Anthropocene Legalities: Reconfiguring the Material, Subjective, Spatial and Temporal Boundaries of Climate Justice
Location:
Moot Court Room,
Old College
Date/time
Thu 30 November 2023
14:00 - 16:00
About this event
Dr. Marie Petersmann is Assistant Professorial Research Fellow at LSE Law School.
The register of human rights has become central to press governments into action against ecological catastrophes symptomatic of the Anthropocene, including climate change. This approach bears much rhetorical traction and litigating potential, as evidenced in recent transnational climate cases that strategically broadened the scope of who can be considered legally affected by climate change, where and how. Yet, the deployment of rights-based approaches also entails significant limitations in how we perceive, account for and address climate harms. These limits are reflected in how rights and obligations are materially, subjectively, spatially and temporally defined and delineated. While progressive legal action is pushing these boundaries by shifting from actual to potential harms, from human to nonhuman rights, from territorial to extra-territorial obligations and from present to future generations, these developments remain committed to and constrained by liberal underpinnings that limit legal and political actions for climate justice.
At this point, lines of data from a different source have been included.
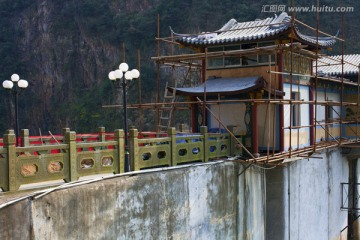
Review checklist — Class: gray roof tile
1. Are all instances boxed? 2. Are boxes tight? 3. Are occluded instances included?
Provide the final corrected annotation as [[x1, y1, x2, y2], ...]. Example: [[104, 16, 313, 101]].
[[175, 12, 335, 47]]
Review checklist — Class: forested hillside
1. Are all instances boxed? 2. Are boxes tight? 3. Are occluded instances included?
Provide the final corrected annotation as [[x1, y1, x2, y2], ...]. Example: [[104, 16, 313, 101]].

This article ties together insights from posthumanism, new materialism and critical Black studies to draw out four pressure points on which legal thought and practice can be pushed further: by shifting from potential to entangled harms, from nonhuman to more-than-human victims, from extra-territorial to terrestrial space, and from future to enduring temporalities. This intervention – captured through the concept of Anthropocene Legalities – aims to inspire and energise new strategies for reparative legal action and climate justice.